Susan Montgomery (Olin Library) received a grant for Rollins to host Latino Americans: 500 Years of History, a public programming imitative produced by the National Endowment for the Humanities (NEH) and the American Library Association (ALA). The program—part of an NEH initiative, The Common Good: The Humanities in the Public Square—will offer public screenings of episodes from the Latino Americans film series, in conjunction with lectures and other cultural events on campus and in the community throughout the 2015-16 academic year.

Ena Heller (CFAM) received a general program support grant from the Florida Division of Cultural Affairs to help support a variety of exhibitions and educational programming at the Cornell Fine Arts Museum during the 2015-16 season.

Nancy Decker (Modern Languages) is the recipient of a STEM Articulation Grant from the American Association of Teachers of German (AATG) in partnership with Paragon School, which serves students in grades K-12 with Autism Spectrum Disorder. The project will provide innovative, engaging, and hands-on STEM-based German instruction to Rollins students, as well as middle and high school students in the local community.

Zeynep Teymuroglu (Mathematics) was awarded a grant from the Associated Colleges of the South to host a collaborative workshop at Rollins for ACS faculty titled Mathematics for Social Justice, to take place in May 2016.

Rachel Walton (Olin Library), working with Julian Chambliss (History) and Anne Stone (Communication), was recently awarded a grant from the Associated Colleges of the South to implement an innovative project titled True Stories: Supporting Classroom-centered, Multidisciplinary, and Collaborative Oral History Curricula at Liberal Arts Colleges. The project will involve archival professionals from Rollins College, Davidson College, and Southwestern University, who will provide critical classroom supports in the form of technology, expertise, preservation activities, and archival storage space for faculty teaching oral history-centered curricula to undergraduate students in a variety of learning contexts.

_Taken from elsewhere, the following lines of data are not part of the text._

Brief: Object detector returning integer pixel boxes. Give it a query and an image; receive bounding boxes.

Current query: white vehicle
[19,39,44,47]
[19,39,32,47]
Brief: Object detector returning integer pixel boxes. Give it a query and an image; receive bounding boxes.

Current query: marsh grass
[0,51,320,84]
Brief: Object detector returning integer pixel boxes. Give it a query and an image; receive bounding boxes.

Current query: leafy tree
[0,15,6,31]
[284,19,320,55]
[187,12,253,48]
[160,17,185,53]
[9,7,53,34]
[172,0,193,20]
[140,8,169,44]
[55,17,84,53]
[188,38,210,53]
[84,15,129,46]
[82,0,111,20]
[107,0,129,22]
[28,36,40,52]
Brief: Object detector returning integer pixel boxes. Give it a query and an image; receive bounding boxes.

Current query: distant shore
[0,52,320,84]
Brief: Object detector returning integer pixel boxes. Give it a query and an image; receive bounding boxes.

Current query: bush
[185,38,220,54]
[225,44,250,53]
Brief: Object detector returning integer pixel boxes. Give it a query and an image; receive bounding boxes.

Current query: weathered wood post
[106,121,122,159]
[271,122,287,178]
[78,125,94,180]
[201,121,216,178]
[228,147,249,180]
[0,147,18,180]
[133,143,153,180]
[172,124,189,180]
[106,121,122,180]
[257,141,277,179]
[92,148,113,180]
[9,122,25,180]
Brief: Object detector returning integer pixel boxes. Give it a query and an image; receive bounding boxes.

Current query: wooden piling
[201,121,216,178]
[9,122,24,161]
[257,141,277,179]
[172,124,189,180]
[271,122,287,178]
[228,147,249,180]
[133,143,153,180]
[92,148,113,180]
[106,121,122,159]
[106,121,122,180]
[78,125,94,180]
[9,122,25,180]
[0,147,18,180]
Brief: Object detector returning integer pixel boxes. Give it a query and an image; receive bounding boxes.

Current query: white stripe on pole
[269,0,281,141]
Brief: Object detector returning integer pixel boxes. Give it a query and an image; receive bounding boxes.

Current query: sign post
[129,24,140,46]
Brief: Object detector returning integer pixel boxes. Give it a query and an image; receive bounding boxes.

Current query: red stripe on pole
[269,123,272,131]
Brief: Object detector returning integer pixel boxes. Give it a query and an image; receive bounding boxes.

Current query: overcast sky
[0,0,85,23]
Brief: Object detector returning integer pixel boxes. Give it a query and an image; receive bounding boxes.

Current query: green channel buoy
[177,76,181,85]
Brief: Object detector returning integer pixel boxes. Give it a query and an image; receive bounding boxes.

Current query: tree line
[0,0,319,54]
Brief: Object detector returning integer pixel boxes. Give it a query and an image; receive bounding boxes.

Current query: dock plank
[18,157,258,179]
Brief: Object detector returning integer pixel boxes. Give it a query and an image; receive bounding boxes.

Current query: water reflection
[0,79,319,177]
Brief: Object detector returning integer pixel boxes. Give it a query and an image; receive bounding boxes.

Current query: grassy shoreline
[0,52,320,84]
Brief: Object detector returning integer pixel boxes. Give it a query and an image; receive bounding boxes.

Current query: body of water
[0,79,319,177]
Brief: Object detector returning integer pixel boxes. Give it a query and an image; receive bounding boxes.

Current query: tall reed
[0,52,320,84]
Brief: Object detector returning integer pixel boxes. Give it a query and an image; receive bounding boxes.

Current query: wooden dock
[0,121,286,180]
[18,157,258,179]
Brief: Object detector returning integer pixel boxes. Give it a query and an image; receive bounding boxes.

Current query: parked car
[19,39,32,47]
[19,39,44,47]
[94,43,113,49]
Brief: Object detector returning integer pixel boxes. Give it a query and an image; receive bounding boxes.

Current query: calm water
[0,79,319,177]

Daniel Myers (Computer Science) was awarded an Undergraduate Research grant from the Mindlin Foundation to support student-faculty collaborative research with an undergraduate student in 2016. The project, titled Implementing an Adaptive Tutorial System for Coding Literacy Education, will work to create an open-source adaptive tutorial system that provides instruction in the fundamentals of coding literacy and program interpretation to new computer science students.